In theory, it’s possible to fit both the convention center and a stadium on the authority’s land. Doing so could not only put the stadium near Las Vegas Boulevard, but also allow for an interesting relationship between the two facilities. (The authority might find possible uses of the stadium, for example. Assuming it's domed, it could theoretically be used for large trade shows).
Yet even putting aside any possible traffic considerations, the facilities almost certainly cannot both fit on the existing 47 acres — more land acquisitions would be necessary. And that stands to be very costly.
Old Wet ‘n Wild site
Size: 27 acres
This is the same site where Jackie Robinson, a former basketball player for UNLV and in the NBA, proposed building a $1.4 billion, 22,000-seat retractable-roof arena and nongaming resort.
Robinson and project designers announced plans to start construction at an event in 2014, but two years later, no facility has been built there. That’s left open the possibility that the Sands- and Majestic-backed stadium could be built on the old water park site between SLS Las Vegas and the mothballed Fontainebleau development.
It’s attractive because it’s right on Las Vegas Boulevard and the land is vacant. At 27 acres, however, it’s also very small, particularly compared with some of the other sites on the table.
MGM festival grounds
Size: 35 acres
MGM Resorts International revamped this land across from SLS Las Vegas in 2015, when the Rock in Rio music festival was held there. The ACM Party for a Cause event also was staged on the festival grounds this year, but other than that, it’s remained pretty quiet at the southwest corner of Sahara Avenue and Las Vegas Boulevard.
Enter the stadium proposal. MGM Resorts President Bill Hornbuckle, a member of the infrastructure committee, suggested at the committee’s June meeting that his company was open to discussing putting the stadium there. He later said in a statement that MGM Resorts had met with “the stadium group” and had “what we feel are productive discussions.”
According to Hornbuckle, MGM Resorts made an offer that would put the stadium on at least part of the festival grounds. He said the company “offered to carry that investment as an equity stake in the stadium at fair market value to be determined at a future date.”
As with any possible site on the Strip, the location is appealing for its Las Vegas Boulevard address and its closeness to the valley’s bustling tourism industry. Though the property is not as big as some of the other sites, events that have been held there showed that large numbers of people could be moved in and out of the area. There’s also a Las Vegas Monorail stop nearby at SLS. Still, space is likely to remain a key consideration there.
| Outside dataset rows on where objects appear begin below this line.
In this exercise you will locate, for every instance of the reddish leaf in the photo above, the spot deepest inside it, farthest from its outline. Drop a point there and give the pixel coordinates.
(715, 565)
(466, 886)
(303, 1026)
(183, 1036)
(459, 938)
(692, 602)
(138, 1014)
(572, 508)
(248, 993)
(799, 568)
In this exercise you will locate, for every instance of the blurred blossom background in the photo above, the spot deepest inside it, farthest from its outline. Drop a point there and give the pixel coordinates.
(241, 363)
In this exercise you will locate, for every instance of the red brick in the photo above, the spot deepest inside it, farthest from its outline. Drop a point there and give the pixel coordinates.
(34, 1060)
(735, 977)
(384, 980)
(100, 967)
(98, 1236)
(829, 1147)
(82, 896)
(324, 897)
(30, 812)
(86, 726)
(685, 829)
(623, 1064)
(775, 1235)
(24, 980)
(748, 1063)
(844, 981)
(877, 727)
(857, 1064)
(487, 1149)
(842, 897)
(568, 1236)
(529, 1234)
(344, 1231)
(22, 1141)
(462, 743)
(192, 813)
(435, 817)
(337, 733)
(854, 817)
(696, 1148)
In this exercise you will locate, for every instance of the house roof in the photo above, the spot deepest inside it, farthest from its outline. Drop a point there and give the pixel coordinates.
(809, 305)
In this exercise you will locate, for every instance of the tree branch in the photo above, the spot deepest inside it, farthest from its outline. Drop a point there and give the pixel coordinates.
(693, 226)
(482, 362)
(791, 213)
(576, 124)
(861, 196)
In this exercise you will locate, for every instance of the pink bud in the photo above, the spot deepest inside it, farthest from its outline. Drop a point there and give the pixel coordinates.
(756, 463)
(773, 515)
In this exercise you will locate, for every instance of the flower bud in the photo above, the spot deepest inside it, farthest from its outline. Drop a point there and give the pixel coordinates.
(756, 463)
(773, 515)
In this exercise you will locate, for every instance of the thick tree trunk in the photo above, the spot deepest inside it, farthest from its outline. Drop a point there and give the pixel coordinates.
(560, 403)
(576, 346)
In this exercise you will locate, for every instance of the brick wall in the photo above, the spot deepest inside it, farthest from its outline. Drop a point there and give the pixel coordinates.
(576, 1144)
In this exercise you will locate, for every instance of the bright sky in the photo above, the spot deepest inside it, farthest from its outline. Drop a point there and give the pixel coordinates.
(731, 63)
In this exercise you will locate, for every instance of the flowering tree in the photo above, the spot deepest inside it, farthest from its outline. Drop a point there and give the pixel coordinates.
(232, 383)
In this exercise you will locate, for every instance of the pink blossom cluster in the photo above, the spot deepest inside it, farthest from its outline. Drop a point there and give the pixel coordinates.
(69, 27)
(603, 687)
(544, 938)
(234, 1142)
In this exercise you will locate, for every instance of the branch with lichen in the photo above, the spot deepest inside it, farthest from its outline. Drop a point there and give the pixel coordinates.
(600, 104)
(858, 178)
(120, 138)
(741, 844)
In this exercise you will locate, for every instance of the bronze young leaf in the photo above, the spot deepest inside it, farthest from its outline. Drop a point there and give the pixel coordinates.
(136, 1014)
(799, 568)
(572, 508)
Cost could be an issue as well, given that the site includes 26 acres that MGM Resorts’ predecessor, MGM Mirage, bought for $444 million several years ago. Yet Hornbuckle’s offer to carry the land as equity could theoretically ease that issue.
Size: 50 acres
The city of Las Vegas wants to revamp the home of Cashman Field, where the Las Vegas 51s baseball team plays. With the 51s potentially moving to a newer, nicer facility at some point, Cashman is an ideal spot for redevelopment.
The site along Washington Avenue and Las Vegas Boulevard isn't plagued by the traffic, cost or airport issues faced by other prospective locations. The downside of that, however, is that it is much more removed from the Strip, UNLV and the airport — and all the people coming and going from those places.